Wasserstein Distance
viva_math/transport computes Wasserstein distances between
one-dimensional empirical distributions and applies the construction
componentwise over the PAD axes.
What it’s for
Comparing populations of affective states — e.g., is today’s distribution
of user moods statistically different from last week’s? Unlike KL or
Jensen-Shannon, Wasserstein operates in the same units as your data
(if pleasures are in [-1, 1], the distance is in pleasure-units), and it
gives a stable metric even when the supports of the two distributions
barely overlap.
API
import viva_math/transport
import viva_math/distributions
import viva_math/vector
let p = [0.1, 0.5, 0.7, 0.9]
let q = [0.2, 0.4, 0.6, 0.8]
// Earth-mover distance.
let assert Ok(w1) = transport.wasserstein_1_empirical(p, q)
// Quadratic kernel.
let assert Ok(w2) = transport.wasserstein_2_empirical(p, q)
// Closed form for Gaussians: √((μ₁−μ₂)² + (σ₁−σ₂)²)
let g1 = distributions.Gaussian(mean: 0.0, stddev: 1.0)
let g2 = distributions.Gaussian(mean: 2.0, stddev: 1.5)
let w2_gauss = transport.wasserstein_2_gaussian(g1, g2)
// Componentwise W₂ across PAD axes.
let p_pads = [vector.pad(0.1, 0.2, 0.3), vector.pad(-0.4, 0.5, 0.0)]
let q_pads = [vector.pad(0.0, 0.1, 0.2), vector.pad(-0.3, 0.4, 0.1)]
let assert Ok(w_pad) = transport.wasserstein_pad(p_pads, q_pads)
Definitions
For 1D empirical samples sorted as p_(1) ≤ … ≤ p_(n) and q_(1) ≤ … ≤ q_(m):
W_p^p(P, Q) = ∫_0^1 |F_P⁻¹(u) − F_Q⁻¹(u)|^p du
For equal sample sizes (n = m) this reduces to a sorted pairwise sum:
W_2(P, Q) = √((1/n) · Σ (p_(i) − q_(i))²)
For unequal sizes, the inverse-CDF integral is evaluated over the union
of quantile breakpoints {i/n} ∪ {j/m} in O(n + m) after sorting.

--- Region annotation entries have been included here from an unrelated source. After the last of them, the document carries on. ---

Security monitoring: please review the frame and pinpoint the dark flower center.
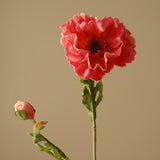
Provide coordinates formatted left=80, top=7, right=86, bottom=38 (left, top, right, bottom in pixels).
left=89, top=41, right=102, bottom=54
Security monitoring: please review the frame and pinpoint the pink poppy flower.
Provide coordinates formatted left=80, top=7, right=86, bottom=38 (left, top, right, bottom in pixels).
left=61, top=14, right=136, bottom=81
left=14, top=101, right=35, bottom=119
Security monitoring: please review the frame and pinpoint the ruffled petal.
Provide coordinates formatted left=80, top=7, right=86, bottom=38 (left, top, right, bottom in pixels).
left=74, top=60, right=92, bottom=79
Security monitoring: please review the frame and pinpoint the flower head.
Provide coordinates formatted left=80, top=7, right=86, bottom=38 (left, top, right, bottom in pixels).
left=61, top=14, right=136, bottom=81
left=14, top=101, right=35, bottom=119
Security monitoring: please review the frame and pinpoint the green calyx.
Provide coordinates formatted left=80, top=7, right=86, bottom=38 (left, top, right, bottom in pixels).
left=80, top=79, right=103, bottom=120
left=15, top=110, right=29, bottom=120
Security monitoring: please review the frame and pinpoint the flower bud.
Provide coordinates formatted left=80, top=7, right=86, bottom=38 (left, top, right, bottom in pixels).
left=14, top=101, right=35, bottom=120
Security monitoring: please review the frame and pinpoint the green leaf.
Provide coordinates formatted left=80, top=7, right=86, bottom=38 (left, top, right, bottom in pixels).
left=15, top=110, right=29, bottom=120
left=33, top=133, right=45, bottom=144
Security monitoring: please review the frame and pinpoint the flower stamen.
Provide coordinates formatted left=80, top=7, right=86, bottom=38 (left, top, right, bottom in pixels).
left=88, top=41, right=102, bottom=54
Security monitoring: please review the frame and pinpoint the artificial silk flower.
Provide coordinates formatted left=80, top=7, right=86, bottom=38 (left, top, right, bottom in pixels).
left=61, top=13, right=136, bottom=81
left=14, top=101, right=35, bottom=120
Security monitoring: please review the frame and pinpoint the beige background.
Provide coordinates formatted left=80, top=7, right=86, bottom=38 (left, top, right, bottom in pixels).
left=0, top=0, right=160, bottom=160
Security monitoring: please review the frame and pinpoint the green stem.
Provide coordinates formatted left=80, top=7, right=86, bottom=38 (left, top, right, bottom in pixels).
left=92, top=110, right=96, bottom=160
left=89, top=80, right=96, bottom=160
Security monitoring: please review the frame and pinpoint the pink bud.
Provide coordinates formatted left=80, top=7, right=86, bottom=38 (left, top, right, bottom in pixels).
left=14, top=101, right=35, bottom=119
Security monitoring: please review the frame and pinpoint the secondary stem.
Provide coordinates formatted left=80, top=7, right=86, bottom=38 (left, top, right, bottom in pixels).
left=89, top=81, right=96, bottom=160
left=92, top=110, right=96, bottom=160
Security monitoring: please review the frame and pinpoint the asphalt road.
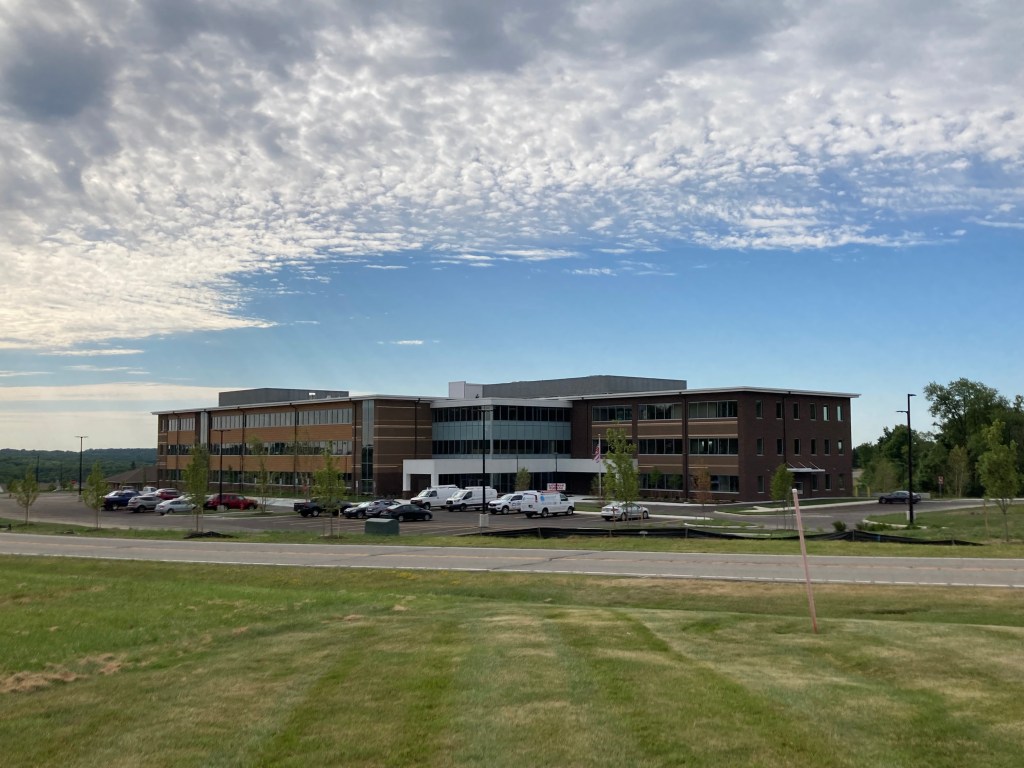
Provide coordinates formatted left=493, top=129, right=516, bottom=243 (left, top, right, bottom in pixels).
left=0, top=495, right=1024, bottom=588
left=0, top=532, right=1024, bottom=589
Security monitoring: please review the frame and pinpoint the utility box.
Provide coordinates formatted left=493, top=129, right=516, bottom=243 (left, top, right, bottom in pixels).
left=362, top=517, right=398, bottom=536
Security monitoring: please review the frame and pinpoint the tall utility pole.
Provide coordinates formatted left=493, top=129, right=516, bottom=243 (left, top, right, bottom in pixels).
left=75, top=434, right=89, bottom=499
left=213, top=429, right=224, bottom=505
left=896, top=393, right=918, bottom=525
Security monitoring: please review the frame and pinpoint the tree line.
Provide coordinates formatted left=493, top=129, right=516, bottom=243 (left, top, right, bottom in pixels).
left=0, top=449, right=157, bottom=487
left=854, top=379, right=1024, bottom=498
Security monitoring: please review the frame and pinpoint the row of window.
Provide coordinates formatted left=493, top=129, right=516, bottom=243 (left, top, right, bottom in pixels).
left=431, top=439, right=571, bottom=457
left=159, top=440, right=352, bottom=456
left=639, top=472, right=846, bottom=494
left=757, top=472, right=846, bottom=494
left=754, top=400, right=843, bottom=421
left=431, top=406, right=572, bottom=423
left=210, top=408, right=352, bottom=430
left=757, top=437, right=846, bottom=456
left=160, top=416, right=196, bottom=432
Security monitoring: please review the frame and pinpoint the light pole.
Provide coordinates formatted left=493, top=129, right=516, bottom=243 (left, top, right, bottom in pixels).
left=480, top=404, right=495, bottom=526
left=896, top=393, right=918, bottom=525
left=213, top=429, right=224, bottom=505
left=75, top=434, right=89, bottom=499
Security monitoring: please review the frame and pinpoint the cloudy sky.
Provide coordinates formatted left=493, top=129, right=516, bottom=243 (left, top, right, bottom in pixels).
left=0, top=0, right=1024, bottom=450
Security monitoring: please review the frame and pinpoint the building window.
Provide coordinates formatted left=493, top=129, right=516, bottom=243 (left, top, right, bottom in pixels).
left=634, top=437, right=692, bottom=456
left=639, top=402, right=682, bottom=421
left=689, top=400, right=738, bottom=419
left=688, top=437, right=739, bottom=456
left=593, top=406, right=633, bottom=421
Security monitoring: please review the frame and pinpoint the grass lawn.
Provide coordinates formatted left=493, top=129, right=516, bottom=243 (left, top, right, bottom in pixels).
left=870, top=503, right=1024, bottom=557
left=0, top=557, right=1024, bottom=768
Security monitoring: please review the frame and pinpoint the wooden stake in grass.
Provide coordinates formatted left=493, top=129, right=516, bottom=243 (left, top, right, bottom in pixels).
left=793, top=488, right=818, bottom=635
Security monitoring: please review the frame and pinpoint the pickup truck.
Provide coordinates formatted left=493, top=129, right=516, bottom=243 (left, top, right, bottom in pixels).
left=292, top=499, right=353, bottom=517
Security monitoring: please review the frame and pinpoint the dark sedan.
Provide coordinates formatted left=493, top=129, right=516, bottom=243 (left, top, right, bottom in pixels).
left=203, top=494, right=259, bottom=509
left=879, top=490, right=921, bottom=504
left=103, top=488, right=138, bottom=512
left=376, top=504, right=434, bottom=522
left=292, top=499, right=355, bottom=517
left=341, top=499, right=394, bottom=519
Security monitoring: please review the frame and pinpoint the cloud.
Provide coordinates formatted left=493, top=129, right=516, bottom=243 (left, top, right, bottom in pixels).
left=0, top=0, right=1024, bottom=348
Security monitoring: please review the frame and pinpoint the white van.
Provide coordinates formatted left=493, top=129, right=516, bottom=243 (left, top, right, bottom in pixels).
left=444, top=485, right=498, bottom=512
left=519, top=490, right=575, bottom=517
left=487, top=490, right=522, bottom=515
left=410, top=485, right=462, bottom=509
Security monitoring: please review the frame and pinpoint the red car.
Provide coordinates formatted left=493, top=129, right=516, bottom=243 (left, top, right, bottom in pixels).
left=203, top=494, right=259, bottom=509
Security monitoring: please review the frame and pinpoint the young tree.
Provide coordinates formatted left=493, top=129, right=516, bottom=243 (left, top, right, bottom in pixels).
left=82, top=462, right=106, bottom=528
left=946, top=445, right=971, bottom=498
left=184, top=442, right=210, bottom=534
left=604, top=427, right=640, bottom=514
left=249, top=437, right=270, bottom=512
left=770, top=464, right=793, bottom=521
left=978, top=421, right=1021, bottom=544
left=515, top=467, right=530, bottom=490
left=10, top=469, right=39, bottom=525
left=864, top=456, right=897, bottom=493
left=312, top=449, right=348, bottom=536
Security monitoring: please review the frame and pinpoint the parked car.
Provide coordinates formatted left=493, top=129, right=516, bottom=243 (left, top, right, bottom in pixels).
left=203, top=494, right=258, bottom=509
left=375, top=504, right=433, bottom=522
left=103, top=488, right=138, bottom=512
left=157, top=496, right=196, bottom=515
left=292, top=499, right=355, bottom=517
left=128, top=494, right=160, bottom=512
left=519, top=490, right=574, bottom=517
left=410, top=485, right=462, bottom=509
left=601, top=502, right=650, bottom=520
left=879, top=490, right=921, bottom=504
left=487, top=493, right=522, bottom=515
left=341, top=499, right=394, bottom=519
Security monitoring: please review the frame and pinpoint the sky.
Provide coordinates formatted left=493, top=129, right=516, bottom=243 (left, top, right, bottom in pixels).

Important: the W₁/W₂ duality is asymmetric
A common pitfall:
W_1(P, Q) = ∫_ℝ |F_P(x) − F_Q(x)| dx ✓ holds (absolute-value identity)
W_2(P, Q) = √(∫_ℝ (F_P(x) − F_Q(x))² dx) ✗ DOES NOT HOLD
viva_math 1.2.102 fixed a bug in wasserstein_2_empirical for unequal
sample sizes that used the (wrong) CDF-based form. Counterexample:
P = [0, 2], Q = [1]
True W_2 = 1.0 (from ∫(F⁻¹_P − F⁻¹_Q)² du = 0.5·1 + 0.5·1 = 1)
Old CDF form = √(0.5) ≈ 0.707 ← wrong
The new implementation uses the inverse-CDF form, which is correct for
all p (including p = 2).
wasserstein_pad — pseudo-metric on joints
wasserstein_pad computes:
D(P, Q) = √(W_2²(P_P, Q_P) + W_2²(P_A, Q_A) + W_2²(P_D, Q_D))
This is the Euclidean norm of the per-axis marginal distances — equivalent to the Sliced Wasserstein along the canonical PAD basis. It satisfies the triangle inequality (Minkowski) but is not the true multivariate W₂: two joint distributions with identical marginals and different correlations are tied at distance 0. Useful as a fast lower bound on the true multivariate W₂; tight when marginals are independent.
For the true multivariate W₂, you’d need to solve an optimal-transport
assignment problem with cost ‖x − y‖² (roadmap).
Complexity
O((n + m)·log(n + m)) dominated by the sort. The post-sort walk over the
breakpoint union is linear in n + m.
See also
viva_math/entropy— KL, JS, Rényi divergences (information-theoretic distances).viva_math/distributions— closed-form Gaussian/Laplace/Cauchy used bywasserstein_2_gaussian.
References
- Villani, C. (2008). Optimal Transport: Old and New.
- Peyré, G., & Cuturi, M. (2019). Computational Optimal Transport.
- Bonneel, N., et al. (2015). Sliced and Radon Wasserstein Barycenters of Measures.